The plaintiffs in the three cases pointed out that they were not informed about the outcome of an independent inquiry into the fire disaster at the public hospital after the investigation headed by former Court of Appeal judge Mohd Hishamudin Yunus was complete.

“Even before that, the defendants had refused to provide the documents, such as the medical record and post-mortem report.

“The plaintiffs only came to know about the outcome of the investigation somewhere in March 2020 when the reports were leaked in the website (CodeBlue). By then the government declared Movement Control Order 1.0 on 18/3/2020,” they added, referring to CodeBlue’s reports on the independent committee’s findings about the HSA fire disaster.

The plaintiffs in the three cases also cited HSA director Dr Mohtar Pungut’s December 23 affidavits that documents like their children’s post-mortem and medical reports, as well the independent inquiry’s report, were classified as official secrets.

“Can the defendants now claim official secret on evidence of negligence by the first defendant and use it to prevent the plaintiff from having knowledge of it, enabling them to defeat the plaintiffs’ claim by claiming it being statute barred by limitation?” the victims’ parents argued.

They pointed out that they had gone to HSA several times to obtain their children’s post-mortem and medical reports, but were instead told to wait and that hospital authorities and other departments were investigating the fire.
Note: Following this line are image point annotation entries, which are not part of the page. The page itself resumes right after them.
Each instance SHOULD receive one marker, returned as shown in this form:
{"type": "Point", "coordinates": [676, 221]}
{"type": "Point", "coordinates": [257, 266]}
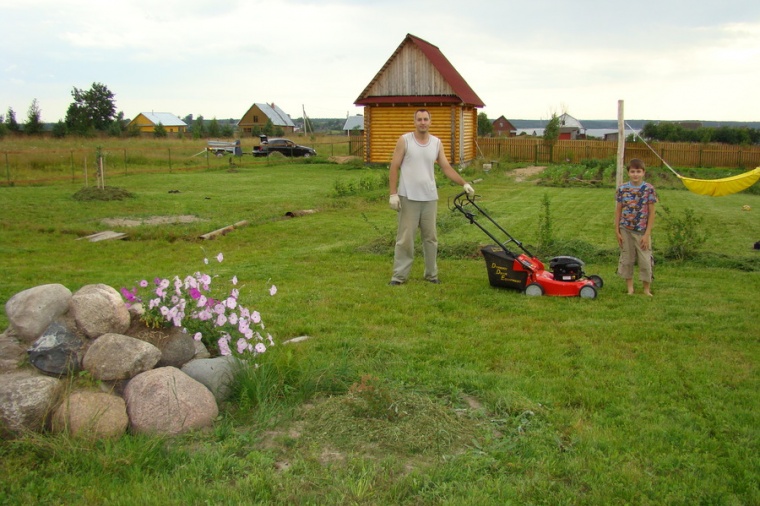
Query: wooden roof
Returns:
{"type": "Point", "coordinates": [453, 90]}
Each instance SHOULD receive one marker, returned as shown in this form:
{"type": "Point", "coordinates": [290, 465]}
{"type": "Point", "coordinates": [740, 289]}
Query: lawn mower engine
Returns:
{"type": "Point", "coordinates": [566, 268]}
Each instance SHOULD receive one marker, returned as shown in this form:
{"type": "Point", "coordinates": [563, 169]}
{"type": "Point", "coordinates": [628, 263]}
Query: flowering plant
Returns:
{"type": "Point", "coordinates": [219, 321]}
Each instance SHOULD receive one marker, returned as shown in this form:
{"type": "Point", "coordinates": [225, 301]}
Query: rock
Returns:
{"type": "Point", "coordinates": [25, 401]}
{"type": "Point", "coordinates": [92, 414]}
{"type": "Point", "coordinates": [176, 350]}
{"type": "Point", "coordinates": [30, 312]}
{"type": "Point", "coordinates": [99, 309]}
{"type": "Point", "coordinates": [57, 351]}
{"type": "Point", "coordinates": [215, 373]}
{"type": "Point", "coordinates": [11, 352]}
{"type": "Point", "coordinates": [168, 401]}
{"type": "Point", "coordinates": [117, 357]}
{"type": "Point", "coordinates": [200, 350]}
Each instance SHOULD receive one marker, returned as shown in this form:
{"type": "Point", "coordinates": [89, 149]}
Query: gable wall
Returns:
{"type": "Point", "coordinates": [456, 126]}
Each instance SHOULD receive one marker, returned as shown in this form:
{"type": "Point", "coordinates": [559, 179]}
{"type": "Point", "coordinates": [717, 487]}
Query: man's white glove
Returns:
{"type": "Point", "coordinates": [395, 202]}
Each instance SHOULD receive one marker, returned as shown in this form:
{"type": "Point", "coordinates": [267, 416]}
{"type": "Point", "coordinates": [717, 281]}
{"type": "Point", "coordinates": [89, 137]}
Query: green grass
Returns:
{"type": "Point", "coordinates": [458, 393]}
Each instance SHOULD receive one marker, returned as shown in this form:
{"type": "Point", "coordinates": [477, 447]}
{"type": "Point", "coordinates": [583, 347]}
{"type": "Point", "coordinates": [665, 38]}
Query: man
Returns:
{"type": "Point", "coordinates": [415, 196]}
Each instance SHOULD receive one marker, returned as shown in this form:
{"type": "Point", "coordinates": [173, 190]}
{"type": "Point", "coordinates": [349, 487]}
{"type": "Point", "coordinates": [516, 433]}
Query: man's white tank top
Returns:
{"type": "Point", "coordinates": [417, 177]}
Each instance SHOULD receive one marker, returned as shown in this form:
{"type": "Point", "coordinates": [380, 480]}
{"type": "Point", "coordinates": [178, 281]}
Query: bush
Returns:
{"type": "Point", "coordinates": [684, 233]}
“In short, they were not told of any facts of the fire, including any negligence of anybody. The plaintiffs had no power to investigate and so, like good Malaysians, they waited for the hospital authorities to tell them the results.”
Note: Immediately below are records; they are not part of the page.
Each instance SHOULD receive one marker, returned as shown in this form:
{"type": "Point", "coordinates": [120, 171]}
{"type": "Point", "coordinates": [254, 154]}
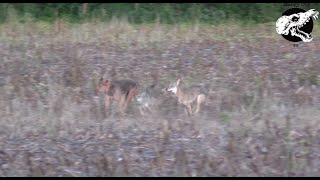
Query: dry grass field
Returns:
{"type": "Point", "coordinates": [261, 117]}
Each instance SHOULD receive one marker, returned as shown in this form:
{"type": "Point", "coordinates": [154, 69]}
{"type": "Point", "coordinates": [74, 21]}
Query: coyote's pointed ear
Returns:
{"type": "Point", "coordinates": [178, 82]}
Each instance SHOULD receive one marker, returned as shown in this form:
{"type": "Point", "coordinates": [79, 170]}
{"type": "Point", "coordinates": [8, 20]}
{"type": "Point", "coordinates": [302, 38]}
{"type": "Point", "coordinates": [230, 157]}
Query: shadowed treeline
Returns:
{"type": "Point", "coordinates": [149, 12]}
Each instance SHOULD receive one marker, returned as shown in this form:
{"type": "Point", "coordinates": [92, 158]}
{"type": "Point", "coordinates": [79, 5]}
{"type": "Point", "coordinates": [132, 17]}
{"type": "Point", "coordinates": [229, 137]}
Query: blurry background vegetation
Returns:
{"type": "Point", "coordinates": [169, 13]}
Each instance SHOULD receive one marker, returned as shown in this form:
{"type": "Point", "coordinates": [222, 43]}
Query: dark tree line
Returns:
{"type": "Point", "coordinates": [212, 13]}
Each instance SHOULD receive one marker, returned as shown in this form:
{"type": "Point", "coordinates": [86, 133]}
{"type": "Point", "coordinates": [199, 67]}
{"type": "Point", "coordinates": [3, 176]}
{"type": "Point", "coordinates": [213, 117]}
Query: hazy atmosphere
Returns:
{"type": "Point", "coordinates": [260, 115]}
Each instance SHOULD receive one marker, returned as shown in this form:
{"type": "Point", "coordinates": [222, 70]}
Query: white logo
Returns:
{"type": "Point", "coordinates": [299, 25]}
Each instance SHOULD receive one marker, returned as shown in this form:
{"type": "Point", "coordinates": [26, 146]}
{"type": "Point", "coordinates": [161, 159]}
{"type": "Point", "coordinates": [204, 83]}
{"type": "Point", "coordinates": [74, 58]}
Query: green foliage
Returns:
{"type": "Point", "coordinates": [210, 13]}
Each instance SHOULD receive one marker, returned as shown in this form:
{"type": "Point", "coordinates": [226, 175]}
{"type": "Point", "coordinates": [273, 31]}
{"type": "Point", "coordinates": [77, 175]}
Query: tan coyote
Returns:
{"type": "Point", "coordinates": [122, 91]}
{"type": "Point", "coordinates": [187, 96]}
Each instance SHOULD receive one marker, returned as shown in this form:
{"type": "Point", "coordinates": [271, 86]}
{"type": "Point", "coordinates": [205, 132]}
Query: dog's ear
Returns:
{"type": "Point", "coordinates": [178, 82]}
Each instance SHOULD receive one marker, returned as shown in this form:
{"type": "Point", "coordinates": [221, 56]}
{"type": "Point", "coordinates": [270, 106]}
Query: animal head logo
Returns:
{"type": "Point", "coordinates": [296, 24]}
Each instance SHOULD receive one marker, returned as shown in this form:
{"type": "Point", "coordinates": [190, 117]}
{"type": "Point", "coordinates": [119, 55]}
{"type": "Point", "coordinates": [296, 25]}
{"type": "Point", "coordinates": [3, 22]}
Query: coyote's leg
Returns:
{"type": "Point", "coordinates": [200, 100]}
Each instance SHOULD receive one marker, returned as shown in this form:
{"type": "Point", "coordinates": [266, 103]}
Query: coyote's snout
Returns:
{"type": "Point", "coordinates": [122, 91]}
{"type": "Point", "coordinates": [187, 96]}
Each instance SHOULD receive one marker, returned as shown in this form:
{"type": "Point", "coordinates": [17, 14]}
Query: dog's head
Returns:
{"type": "Point", "coordinates": [173, 87]}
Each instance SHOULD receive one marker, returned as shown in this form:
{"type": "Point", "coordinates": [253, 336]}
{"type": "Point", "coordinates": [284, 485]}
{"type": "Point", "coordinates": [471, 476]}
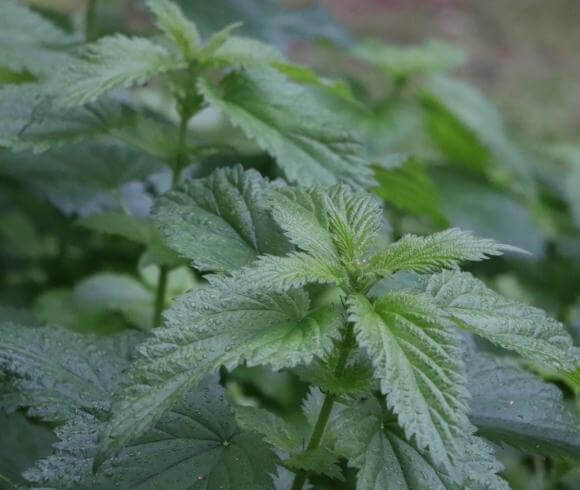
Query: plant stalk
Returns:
{"type": "Point", "coordinates": [91, 21]}
{"type": "Point", "coordinates": [160, 295]}
{"type": "Point", "coordinates": [326, 409]}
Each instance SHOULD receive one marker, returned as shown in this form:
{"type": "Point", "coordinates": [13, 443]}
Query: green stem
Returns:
{"type": "Point", "coordinates": [181, 155]}
{"type": "Point", "coordinates": [160, 295]}
{"type": "Point", "coordinates": [326, 409]}
{"type": "Point", "coordinates": [91, 21]}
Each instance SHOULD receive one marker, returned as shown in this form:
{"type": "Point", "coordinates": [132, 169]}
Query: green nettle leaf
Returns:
{"type": "Point", "coordinates": [274, 429]}
{"type": "Point", "coordinates": [404, 61]}
{"type": "Point", "coordinates": [81, 178]}
{"type": "Point", "coordinates": [441, 250]}
{"type": "Point", "coordinates": [471, 132]}
{"type": "Point", "coordinates": [112, 62]}
{"type": "Point", "coordinates": [243, 52]}
{"type": "Point", "coordinates": [357, 378]}
{"type": "Point", "coordinates": [116, 292]}
{"type": "Point", "coordinates": [29, 42]}
{"type": "Point", "coordinates": [289, 122]}
{"type": "Point", "coordinates": [513, 406]}
{"type": "Point", "coordinates": [23, 443]}
{"type": "Point", "coordinates": [28, 122]}
{"type": "Point", "coordinates": [417, 357]}
{"type": "Point", "coordinates": [387, 461]}
{"type": "Point", "coordinates": [135, 229]}
{"type": "Point", "coordinates": [209, 328]}
{"type": "Point", "coordinates": [170, 19]}
{"type": "Point", "coordinates": [220, 222]}
{"type": "Point", "coordinates": [57, 372]}
{"type": "Point", "coordinates": [409, 187]}
{"type": "Point", "coordinates": [196, 445]}
{"type": "Point", "coordinates": [336, 229]}
{"type": "Point", "coordinates": [507, 323]}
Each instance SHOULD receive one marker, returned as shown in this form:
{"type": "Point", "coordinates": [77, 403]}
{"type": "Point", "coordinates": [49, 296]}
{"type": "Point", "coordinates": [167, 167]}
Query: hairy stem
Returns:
{"type": "Point", "coordinates": [160, 295]}
{"type": "Point", "coordinates": [326, 409]}
{"type": "Point", "coordinates": [91, 21]}
{"type": "Point", "coordinates": [181, 156]}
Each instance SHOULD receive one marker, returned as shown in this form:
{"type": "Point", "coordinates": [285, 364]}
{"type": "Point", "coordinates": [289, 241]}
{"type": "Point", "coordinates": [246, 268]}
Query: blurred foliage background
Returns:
{"type": "Point", "coordinates": [411, 75]}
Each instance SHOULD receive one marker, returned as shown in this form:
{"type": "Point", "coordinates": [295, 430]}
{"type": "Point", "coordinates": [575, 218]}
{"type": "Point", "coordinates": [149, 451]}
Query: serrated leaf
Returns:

In February 21 written submissions, the defendants in the three cases objected to the plaintiffs’ requests for their children’s post-mortem reports and medical records; names of the HSA director, the Johor state health director, and the Health director-general holding office in October 2016, as well as names of staff on duty at the south intensive care unit (ICU) of HSA when the fire broke out there; and investigation reports by the Fire and Rescue Department, police, and the independent committee.
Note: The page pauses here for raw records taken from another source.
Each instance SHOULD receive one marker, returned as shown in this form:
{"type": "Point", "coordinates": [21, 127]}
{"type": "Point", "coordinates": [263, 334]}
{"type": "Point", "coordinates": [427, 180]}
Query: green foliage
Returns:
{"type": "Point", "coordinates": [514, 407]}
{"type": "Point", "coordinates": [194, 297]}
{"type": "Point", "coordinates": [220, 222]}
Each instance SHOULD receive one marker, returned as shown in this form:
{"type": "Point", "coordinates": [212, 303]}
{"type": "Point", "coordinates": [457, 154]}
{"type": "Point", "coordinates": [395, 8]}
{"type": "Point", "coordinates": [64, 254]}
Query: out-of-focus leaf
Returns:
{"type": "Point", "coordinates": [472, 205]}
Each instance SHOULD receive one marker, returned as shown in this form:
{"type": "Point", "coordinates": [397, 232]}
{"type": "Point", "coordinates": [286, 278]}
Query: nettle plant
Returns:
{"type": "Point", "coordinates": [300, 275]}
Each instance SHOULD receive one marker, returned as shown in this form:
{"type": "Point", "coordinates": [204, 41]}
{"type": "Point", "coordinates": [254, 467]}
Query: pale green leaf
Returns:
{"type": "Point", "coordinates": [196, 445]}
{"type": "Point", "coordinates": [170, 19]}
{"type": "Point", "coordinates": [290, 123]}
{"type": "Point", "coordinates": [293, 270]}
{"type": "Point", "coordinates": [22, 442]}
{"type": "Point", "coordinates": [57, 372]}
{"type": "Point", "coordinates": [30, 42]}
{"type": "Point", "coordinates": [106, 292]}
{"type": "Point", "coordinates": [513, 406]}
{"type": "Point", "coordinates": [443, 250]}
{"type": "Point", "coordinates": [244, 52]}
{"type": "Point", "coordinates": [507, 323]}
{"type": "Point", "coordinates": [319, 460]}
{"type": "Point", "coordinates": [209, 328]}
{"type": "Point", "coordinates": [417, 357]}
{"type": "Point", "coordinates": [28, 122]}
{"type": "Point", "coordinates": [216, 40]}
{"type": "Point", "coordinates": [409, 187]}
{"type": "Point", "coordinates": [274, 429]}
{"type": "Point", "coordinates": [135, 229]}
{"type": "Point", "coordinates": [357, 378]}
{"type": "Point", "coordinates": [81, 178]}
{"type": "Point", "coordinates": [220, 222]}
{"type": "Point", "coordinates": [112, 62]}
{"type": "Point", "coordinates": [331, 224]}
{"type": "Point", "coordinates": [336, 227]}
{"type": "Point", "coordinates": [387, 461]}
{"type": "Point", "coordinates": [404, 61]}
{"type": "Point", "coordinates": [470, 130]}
“The defendants argue that these demands by the plaintiffs are a waste of time, in vain, and troublesome to the defendants and also the court because if the plaintiffs succeed in this application, the documents and details obtained will be used in an action that is time barred, as per Section 2(a) of the Public Authorities Protection Act 1948 [Act 198],” the senior federal counsel said in all three cases.

“The defendants wholly argue that Section 2(a) of Act 198 is applied to any action by the plaintiffs in future in this case.”

Dr Mohtar said in affidavits last April 11 in all three cases that no one in his department advised or instructed the plaintiffs to await the final outcome of investigations before filing a lawsuit.

“I have been advised by the senior federal counsel and I wholly believe that: the post-mortem report is not a precondition to file action against the defendants; the Movement Control Order is also not a reason for not following the time limit in claims against the defendants; circumstances beyond control or claims with merit are not a precondition to delay the time for action or to revive a time limit that has already expired.”

The three cases, which will be heard jointly, are scheduled for hearing in the High Court on November 3. Zaman & Associates, based in Johor Baru, is representing the plaintiffs in all three cases.